For part b, will it be the integral from 0 to 1.571 ??

4. Nov 11, 2008

### Dick

Yes, that's the area. You mean the integral of the area, right? Sure. But I think they will want you to give an exact value of the limit instead of the approximation 1.571. Did you get that from a graphing calculator or something?

5. Nov 11, 2008

### nns91

Yeah, I did. Which can be a more accurate way to find out the x interception ?

6. Nov 11, 2008

### Dick

The x intercept is where y=0. Solve y=1-sin(x)=0. Look at a graph of sin.

7. Nov 11, 2008

### nns91

I got a really weird thing from my TI-89. Should I use the approximation instead then ?

8. Nov 11, 2008

### nns91

Stupid me it is pi/2.

I am really lost at the 2nd problem. Can you help me ?

9. Nov 11, 2008

### abelanger

Area from a-->b = integral from a-->b of f(x) dx
Volume from a-->b = (pi)(integral from a-->b of f(x)squared dx)
So for #1 find the integral of: 1-sinx dx (from 0 to pi/2)
See what you get!

10. Nov 11, 2008

### nns91

Ok. I got number 1.

But number 2 I am kinda lost. Should I use shell or dish method here ? If I use dish, I have limits of integration from 0 to 5 but what can be the integrand ?

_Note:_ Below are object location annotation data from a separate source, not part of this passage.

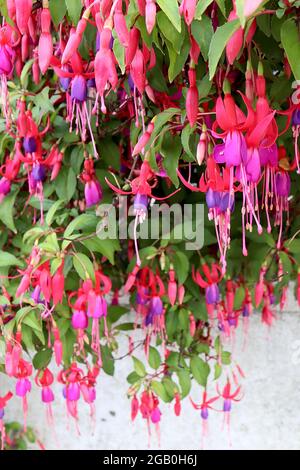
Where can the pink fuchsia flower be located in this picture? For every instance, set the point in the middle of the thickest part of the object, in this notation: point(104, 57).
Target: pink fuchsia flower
point(23, 385)
point(5, 186)
point(93, 191)
point(79, 320)
point(188, 10)
point(213, 277)
point(45, 47)
point(23, 13)
point(3, 403)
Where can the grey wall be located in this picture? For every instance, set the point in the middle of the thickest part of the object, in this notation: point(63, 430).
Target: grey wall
point(267, 418)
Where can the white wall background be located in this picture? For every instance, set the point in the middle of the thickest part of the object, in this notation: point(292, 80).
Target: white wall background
point(267, 418)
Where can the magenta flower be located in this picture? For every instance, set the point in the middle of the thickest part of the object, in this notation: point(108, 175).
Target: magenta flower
point(93, 193)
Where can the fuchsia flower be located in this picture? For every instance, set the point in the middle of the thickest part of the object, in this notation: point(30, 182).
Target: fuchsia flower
point(77, 96)
point(76, 383)
point(150, 13)
point(149, 409)
point(188, 10)
point(192, 99)
point(23, 13)
point(45, 379)
point(141, 188)
point(93, 191)
point(3, 403)
point(23, 385)
point(204, 407)
point(45, 48)
point(213, 276)
point(91, 303)
point(229, 397)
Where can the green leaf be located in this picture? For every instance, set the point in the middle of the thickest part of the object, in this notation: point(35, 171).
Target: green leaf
point(169, 32)
point(139, 367)
point(218, 44)
point(218, 371)
point(160, 390)
point(133, 378)
point(119, 52)
point(290, 38)
point(52, 211)
point(171, 9)
point(106, 247)
point(200, 370)
point(286, 263)
point(83, 221)
point(154, 358)
point(43, 102)
point(202, 32)
point(201, 7)
point(7, 259)
point(6, 211)
point(294, 247)
point(74, 8)
point(65, 184)
point(177, 61)
point(240, 6)
point(181, 266)
point(83, 266)
point(42, 359)
point(25, 73)
point(171, 151)
point(185, 382)
point(58, 10)
point(160, 121)
point(185, 140)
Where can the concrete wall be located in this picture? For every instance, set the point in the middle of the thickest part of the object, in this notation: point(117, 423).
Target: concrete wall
point(267, 418)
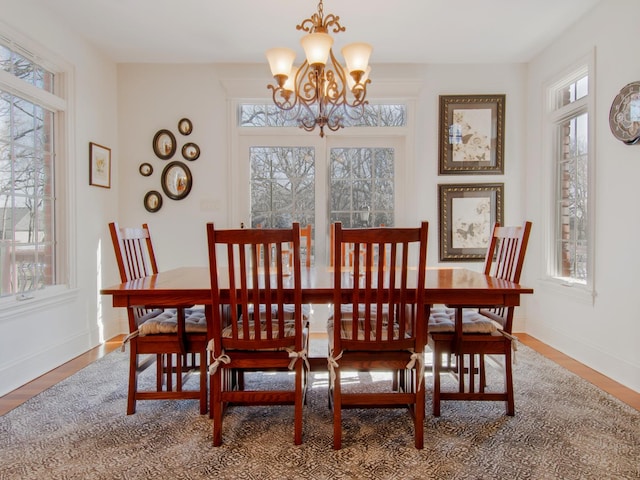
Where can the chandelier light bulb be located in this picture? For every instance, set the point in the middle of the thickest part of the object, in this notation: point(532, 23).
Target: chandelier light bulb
point(317, 47)
point(356, 56)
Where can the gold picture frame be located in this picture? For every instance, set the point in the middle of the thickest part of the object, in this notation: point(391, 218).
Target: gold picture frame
point(99, 165)
point(467, 214)
point(471, 134)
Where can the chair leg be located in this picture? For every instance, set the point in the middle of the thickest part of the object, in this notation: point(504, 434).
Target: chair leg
point(160, 371)
point(483, 375)
point(472, 371)
point(437, 364)
point(299, 401)
point(203, 381)
point(216, 404)
point(460, 366)
point(133, 378)
point(419, 410)
point(337, 413)
point(508, 378)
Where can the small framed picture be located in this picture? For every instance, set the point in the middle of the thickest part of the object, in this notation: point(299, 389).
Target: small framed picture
point(99, 165)
point(164, 144)
point(185, 127)
point(471, 134)
point(467, 215)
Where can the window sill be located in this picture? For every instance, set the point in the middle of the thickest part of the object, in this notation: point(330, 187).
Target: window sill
point(36, 301)
point(575, 291)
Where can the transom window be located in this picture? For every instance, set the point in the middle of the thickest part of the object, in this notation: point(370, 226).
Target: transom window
point(268, 115)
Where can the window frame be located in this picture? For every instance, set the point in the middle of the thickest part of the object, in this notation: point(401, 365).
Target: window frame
point(554, 116)
point(61, 103)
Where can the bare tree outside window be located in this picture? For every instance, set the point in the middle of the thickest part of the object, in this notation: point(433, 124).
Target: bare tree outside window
point(26, 182)
point(361, 186)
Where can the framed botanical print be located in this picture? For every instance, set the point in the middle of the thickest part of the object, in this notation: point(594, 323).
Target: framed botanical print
point(467, 215)
point(471, 134)
point(99, 165)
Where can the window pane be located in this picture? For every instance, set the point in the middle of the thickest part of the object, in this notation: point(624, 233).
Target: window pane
point(573, 91)
point(268, 115)
point(25, 69)
point(26, 196)
point(282, 186)
point(572, 175)
point(361, 186)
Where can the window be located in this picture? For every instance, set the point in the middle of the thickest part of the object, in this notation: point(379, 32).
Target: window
point(571, 252)
point(282, 186)
point(351, 176)
point(362, 186)
point(28, 122)
point(378, 115)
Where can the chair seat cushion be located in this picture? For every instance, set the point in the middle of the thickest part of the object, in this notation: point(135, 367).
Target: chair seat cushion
point(442, 320)
point(166, 321)
point(289, 330)
point(289, 310)
point(346, 332)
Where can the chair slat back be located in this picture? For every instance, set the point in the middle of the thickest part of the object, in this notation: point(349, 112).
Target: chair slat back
point(134, 253)
point(348, 251)
point(265, 303)
point(505, 259)
point(381, 296)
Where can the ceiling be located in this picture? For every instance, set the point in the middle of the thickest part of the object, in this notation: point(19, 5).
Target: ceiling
point(239, 31)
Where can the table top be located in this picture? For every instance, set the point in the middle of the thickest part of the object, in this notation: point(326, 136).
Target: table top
point(192, 285)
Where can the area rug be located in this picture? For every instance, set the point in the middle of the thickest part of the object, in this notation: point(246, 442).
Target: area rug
point(564, 428)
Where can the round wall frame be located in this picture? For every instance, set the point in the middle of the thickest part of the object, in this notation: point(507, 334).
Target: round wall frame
point(176, 180)
point(153, 201)
point(185, 126)
point(145, 169)
point(190, 151)
point(164, 144)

If I use shell. I will have x= (y*625/9)^(1/4). Thus, my formula will be something like

pi* integral ( x^2, evaluation from 0 to 9) ?? Is it true ? Which way should I follow ?

11. Nov 11, 2008

### abelanger

Ok first make sure if you use your calculator that it is in radians... because that is not what I got for the area of #1. By dish method do you mean disk lol? Anyways, since you revolve around the y axis, you have to put your function in terms of x =, now i dont know if what you have is right though.

12. Nov 11, 2008

### nns91

What did you get ? That's what I got in radian mode. Did you square (1-sin(x)) ? and then divide the integral by 4 ?

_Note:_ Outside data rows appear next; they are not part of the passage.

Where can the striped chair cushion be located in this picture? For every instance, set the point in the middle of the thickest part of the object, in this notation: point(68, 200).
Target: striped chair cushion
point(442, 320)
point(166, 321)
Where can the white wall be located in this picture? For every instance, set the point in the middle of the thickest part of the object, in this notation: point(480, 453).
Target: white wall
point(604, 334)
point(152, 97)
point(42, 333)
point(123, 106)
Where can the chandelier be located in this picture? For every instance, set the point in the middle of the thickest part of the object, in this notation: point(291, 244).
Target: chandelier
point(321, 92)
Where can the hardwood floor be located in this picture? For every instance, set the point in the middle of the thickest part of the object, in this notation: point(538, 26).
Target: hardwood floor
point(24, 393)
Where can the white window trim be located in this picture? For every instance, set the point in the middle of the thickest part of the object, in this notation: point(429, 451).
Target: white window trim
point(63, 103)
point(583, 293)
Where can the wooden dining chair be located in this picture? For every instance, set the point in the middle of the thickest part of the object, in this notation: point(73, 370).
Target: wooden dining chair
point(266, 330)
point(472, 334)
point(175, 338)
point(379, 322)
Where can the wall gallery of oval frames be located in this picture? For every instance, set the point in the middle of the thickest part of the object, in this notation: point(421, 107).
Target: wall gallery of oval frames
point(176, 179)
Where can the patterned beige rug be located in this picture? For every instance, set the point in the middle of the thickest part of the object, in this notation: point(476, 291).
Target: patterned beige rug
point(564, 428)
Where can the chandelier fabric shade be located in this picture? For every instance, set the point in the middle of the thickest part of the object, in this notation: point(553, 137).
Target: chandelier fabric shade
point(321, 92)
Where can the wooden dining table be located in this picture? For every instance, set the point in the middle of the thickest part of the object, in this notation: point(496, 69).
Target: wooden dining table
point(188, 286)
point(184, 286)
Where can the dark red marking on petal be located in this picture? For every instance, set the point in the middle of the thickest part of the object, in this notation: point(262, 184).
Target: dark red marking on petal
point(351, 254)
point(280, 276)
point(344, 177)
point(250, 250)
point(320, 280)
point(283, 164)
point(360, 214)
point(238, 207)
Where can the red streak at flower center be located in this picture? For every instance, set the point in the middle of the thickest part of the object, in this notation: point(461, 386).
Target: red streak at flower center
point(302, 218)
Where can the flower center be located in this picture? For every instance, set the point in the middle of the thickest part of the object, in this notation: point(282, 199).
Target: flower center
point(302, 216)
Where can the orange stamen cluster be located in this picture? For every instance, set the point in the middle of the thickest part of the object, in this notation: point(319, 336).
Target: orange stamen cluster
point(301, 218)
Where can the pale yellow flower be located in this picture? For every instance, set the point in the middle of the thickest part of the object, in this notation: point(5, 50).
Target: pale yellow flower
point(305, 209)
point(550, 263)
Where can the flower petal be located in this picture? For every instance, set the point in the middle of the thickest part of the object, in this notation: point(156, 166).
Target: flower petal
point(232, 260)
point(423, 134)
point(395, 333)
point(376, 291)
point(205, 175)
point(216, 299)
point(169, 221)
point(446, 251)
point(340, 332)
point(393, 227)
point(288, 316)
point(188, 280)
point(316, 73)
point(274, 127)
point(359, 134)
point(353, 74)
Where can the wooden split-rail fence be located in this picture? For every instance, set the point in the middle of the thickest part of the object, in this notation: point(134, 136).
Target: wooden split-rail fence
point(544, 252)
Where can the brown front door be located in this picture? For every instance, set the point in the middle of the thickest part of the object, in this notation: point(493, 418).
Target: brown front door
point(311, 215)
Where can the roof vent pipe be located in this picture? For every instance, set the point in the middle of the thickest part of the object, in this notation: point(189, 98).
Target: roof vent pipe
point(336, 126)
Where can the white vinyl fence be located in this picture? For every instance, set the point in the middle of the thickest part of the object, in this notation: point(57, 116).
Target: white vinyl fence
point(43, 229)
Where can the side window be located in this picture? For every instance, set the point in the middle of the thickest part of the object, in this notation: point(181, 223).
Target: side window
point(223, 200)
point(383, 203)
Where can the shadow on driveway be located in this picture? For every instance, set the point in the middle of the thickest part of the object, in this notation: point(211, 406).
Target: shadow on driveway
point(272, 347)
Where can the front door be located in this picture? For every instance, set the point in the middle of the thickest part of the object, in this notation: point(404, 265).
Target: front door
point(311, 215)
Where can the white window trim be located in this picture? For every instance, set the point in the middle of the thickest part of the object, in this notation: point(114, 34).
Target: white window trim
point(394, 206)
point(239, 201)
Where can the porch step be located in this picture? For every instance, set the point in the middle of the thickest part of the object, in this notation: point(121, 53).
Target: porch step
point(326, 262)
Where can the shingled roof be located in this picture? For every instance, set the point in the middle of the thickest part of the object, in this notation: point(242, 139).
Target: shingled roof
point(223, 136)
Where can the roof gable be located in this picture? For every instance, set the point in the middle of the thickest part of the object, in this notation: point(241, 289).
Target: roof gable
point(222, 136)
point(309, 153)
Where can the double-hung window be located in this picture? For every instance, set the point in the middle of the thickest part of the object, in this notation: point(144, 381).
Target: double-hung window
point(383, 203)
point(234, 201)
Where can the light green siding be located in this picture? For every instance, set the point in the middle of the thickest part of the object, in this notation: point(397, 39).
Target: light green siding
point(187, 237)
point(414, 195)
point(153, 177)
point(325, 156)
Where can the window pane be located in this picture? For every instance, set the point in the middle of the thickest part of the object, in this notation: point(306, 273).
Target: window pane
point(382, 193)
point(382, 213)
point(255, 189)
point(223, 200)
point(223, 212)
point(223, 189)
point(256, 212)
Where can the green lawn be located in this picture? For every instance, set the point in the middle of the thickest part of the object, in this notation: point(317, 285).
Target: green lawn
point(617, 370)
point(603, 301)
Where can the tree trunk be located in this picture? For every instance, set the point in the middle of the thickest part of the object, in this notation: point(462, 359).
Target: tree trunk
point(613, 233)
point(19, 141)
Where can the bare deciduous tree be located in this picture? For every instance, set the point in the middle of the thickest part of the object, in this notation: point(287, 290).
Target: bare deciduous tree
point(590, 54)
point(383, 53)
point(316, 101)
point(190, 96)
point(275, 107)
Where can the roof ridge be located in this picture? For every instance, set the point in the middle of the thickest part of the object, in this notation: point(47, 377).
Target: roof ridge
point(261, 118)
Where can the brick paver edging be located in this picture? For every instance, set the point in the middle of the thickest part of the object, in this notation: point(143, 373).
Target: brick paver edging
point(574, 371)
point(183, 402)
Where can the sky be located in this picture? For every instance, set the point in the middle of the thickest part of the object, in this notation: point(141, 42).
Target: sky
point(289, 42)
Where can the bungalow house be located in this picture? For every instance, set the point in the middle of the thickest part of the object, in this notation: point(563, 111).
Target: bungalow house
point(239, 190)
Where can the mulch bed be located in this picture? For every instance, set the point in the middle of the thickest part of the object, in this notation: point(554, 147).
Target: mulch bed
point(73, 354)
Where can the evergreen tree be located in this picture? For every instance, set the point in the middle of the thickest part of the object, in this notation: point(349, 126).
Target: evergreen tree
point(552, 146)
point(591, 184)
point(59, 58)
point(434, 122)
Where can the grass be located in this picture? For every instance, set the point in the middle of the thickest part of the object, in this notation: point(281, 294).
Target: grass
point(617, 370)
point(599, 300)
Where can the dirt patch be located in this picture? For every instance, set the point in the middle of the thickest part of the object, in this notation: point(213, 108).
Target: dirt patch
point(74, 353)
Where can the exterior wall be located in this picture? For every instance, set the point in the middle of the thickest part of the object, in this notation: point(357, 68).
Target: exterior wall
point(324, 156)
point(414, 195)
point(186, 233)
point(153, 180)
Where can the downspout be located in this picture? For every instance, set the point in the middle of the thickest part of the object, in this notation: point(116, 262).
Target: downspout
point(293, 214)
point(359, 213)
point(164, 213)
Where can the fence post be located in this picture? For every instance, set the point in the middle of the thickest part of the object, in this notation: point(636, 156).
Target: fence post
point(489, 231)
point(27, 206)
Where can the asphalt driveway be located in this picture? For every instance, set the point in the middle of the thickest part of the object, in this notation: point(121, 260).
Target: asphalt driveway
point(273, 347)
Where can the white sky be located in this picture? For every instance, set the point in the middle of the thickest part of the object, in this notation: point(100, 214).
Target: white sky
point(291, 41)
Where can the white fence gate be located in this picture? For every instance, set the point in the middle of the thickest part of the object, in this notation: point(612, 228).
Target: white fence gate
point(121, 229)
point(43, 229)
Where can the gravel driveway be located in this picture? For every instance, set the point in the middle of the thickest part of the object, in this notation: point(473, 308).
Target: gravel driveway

What do you mean ? I meant disk, sorry.

I did put function in term of x like above. is that right ?

13. Nov 11, 2008

### abelanger

Sorry got back from lunch,
Why would i square 1-sin(x) and then divide the integral by 4?? do you know how to get the integral of : f(x) = 1-sin(x) ??
Well is the equation: (9(x^4))/625 OR (9)(x^(4/625)) ??

14. Nov 11, 2008

### Dick

You would do those things because that how you get the cross sectional area to integrate. nns91 is doing it correctly, the answer is about 0.089. I don't think you read the problem completely. But, again, nns91, I think you want to express the answer exactly instead of as an approximation. Can't you do the integral without doing it numerically?

15. Nov 11, 2008

### nns91

I could but I think my teacher prefer approximation. Thanks for your comment.

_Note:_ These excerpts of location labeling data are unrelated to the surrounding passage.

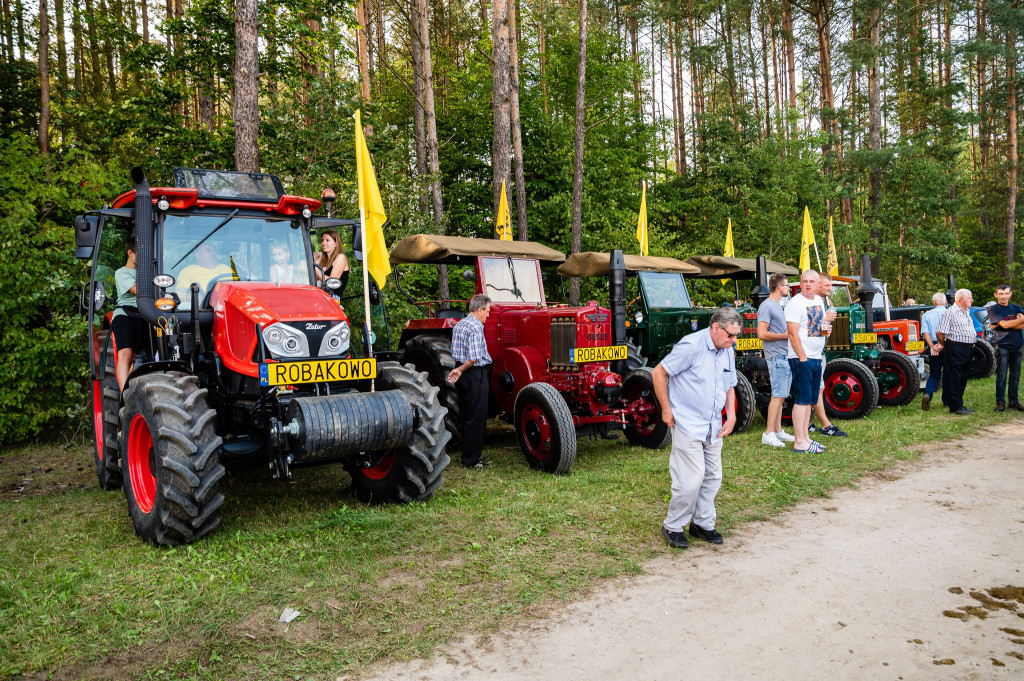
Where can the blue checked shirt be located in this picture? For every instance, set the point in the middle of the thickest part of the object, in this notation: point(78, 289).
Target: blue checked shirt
point(468, 342)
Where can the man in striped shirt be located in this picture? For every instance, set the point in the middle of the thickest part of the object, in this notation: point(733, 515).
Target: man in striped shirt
point(956, 337)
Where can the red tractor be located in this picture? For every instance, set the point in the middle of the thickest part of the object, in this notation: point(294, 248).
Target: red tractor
point(237, 362)
point(558, 372)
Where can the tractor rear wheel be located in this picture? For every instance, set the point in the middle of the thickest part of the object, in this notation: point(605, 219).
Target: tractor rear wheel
point(412, 472)
point(432, 354)
point(851, 390)
point(171, 459)
point(544, 427)
point(982, 363)
point(898, 379)
point(647, 428)
point(105, 398)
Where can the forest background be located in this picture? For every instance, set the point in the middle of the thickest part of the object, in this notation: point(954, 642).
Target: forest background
point(898, 119)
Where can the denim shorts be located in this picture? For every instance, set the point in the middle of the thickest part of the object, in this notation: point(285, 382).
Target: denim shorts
point(806, 381)
point(780, 377)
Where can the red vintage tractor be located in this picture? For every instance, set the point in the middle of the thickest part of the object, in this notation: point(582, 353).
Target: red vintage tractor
point(236, 362)
point(558, 372)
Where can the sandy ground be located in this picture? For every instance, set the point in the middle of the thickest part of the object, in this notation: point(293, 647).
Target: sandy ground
point(853, 587)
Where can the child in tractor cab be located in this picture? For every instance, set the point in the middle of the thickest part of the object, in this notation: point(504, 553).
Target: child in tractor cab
point(127, 324)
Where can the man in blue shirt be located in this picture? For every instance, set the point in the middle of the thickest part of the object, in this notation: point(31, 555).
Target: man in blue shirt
point(692, 385)
point(1007, 321)
point(929, 323)
point(472, 377)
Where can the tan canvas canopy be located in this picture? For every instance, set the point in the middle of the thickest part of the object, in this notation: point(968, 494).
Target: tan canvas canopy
point(453, 250)
point(719, 266)
point(595, 264)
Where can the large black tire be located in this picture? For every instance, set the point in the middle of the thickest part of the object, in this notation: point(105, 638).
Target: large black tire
point(105, 402)
point(171, 459)
point(432, 354)
point(851, 390)
point(647, 428)
point(982, 363)
point(745, 405)
point(897, 370)
point(544, 426)
point(412, 472)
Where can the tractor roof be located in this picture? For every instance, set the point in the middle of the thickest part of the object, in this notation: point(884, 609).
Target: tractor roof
point(719, 266)
point(595, 264)
point(462, 250)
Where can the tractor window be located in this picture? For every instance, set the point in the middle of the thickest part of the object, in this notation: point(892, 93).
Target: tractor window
point(665, 290)
point(250, 249)
point(519, 283)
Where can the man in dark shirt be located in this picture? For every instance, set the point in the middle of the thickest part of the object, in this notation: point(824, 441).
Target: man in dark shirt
point(1007, 321)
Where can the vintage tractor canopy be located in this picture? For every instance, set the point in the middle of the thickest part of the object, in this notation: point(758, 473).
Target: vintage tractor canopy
point(418, 249)
point(596, 264)
point(718, 266)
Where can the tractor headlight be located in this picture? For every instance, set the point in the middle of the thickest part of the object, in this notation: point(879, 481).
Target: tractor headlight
point(335, 341)
point(283, 341)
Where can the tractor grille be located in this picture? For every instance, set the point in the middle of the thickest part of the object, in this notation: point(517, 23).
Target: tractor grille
point(562, 340)
point(840, 337)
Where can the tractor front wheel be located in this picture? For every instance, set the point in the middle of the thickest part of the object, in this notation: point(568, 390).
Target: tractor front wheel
point(544, 427)
point(412, 472)
point(851, 391)
point(170, 459)
point(647, 428)
point(898, 379)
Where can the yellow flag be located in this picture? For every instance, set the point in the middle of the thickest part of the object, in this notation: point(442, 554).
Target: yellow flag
point(375, 259)
point(642, 221)
point(833, 263)
point(806, 243)
point(503, 227)
point(729, 251)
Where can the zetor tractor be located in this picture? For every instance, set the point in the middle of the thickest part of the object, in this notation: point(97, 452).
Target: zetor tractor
point(659, 312)
point(558, 372)
point(237, 365)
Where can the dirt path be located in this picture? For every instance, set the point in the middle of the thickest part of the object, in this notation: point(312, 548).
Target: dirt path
point(853, 587)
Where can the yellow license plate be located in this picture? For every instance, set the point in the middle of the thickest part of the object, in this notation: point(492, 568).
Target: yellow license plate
point(604, 353)
point(321, 371)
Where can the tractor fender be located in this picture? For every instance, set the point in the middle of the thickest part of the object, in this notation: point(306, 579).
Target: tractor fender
point(514, 369)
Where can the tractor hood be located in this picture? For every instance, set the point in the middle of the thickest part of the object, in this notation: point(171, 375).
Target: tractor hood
point(242, 306)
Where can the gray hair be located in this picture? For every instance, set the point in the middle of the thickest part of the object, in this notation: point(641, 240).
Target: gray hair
point(724, 316)
point(479, 301)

The problem is (9*x^4)/625.

So how can I do the 2nd problem ?

16. Nov 11, 2008

### Dick

Do the next one like you did the first one. Sure, use disks. Given a value of y, what's the radius of the disk? What's the area of the disk? Now integrate area dy to get the volume.

17. Nov 11, 2008

### nns91

Radius will be x=((625*y)/9)^1/4 so area will be pi*x^2 ??? Is that true ?

I am confused about part c too.

So v= pi*r^2 * h right ? What's next ? I too the derivative but it led to dr/dt which I don't know ?

18. Nov 11, 2008

### Dick

Right. Area is pi*x^2=pi*((y*625)/9)^(1/4))^2. But you don't just multiply area times height, the area isn't constant. You have to INTEGRATE area*dy. Because you know part c) is coming don't just find the volume for h=5. Find the volume for a general value of h.

19. Nov 11, 2008

### nns91

so how can I find the limit of integral is that 0 to 9 ?

v=pi*r^2*h right ? so I just take the derivative. and gt dv/dt = 2pi*r*h*dr/dt + 2pi*r*dh/dt.

I have pretty much everything except dr/dt and r. How can I find those variables ?

20. Nov 11, 2008

### Dick

Maybe I didn't emphasize that V=pi*r^2*h is WRONG. You have to INTEGRATE to find the volume. Go back to part a).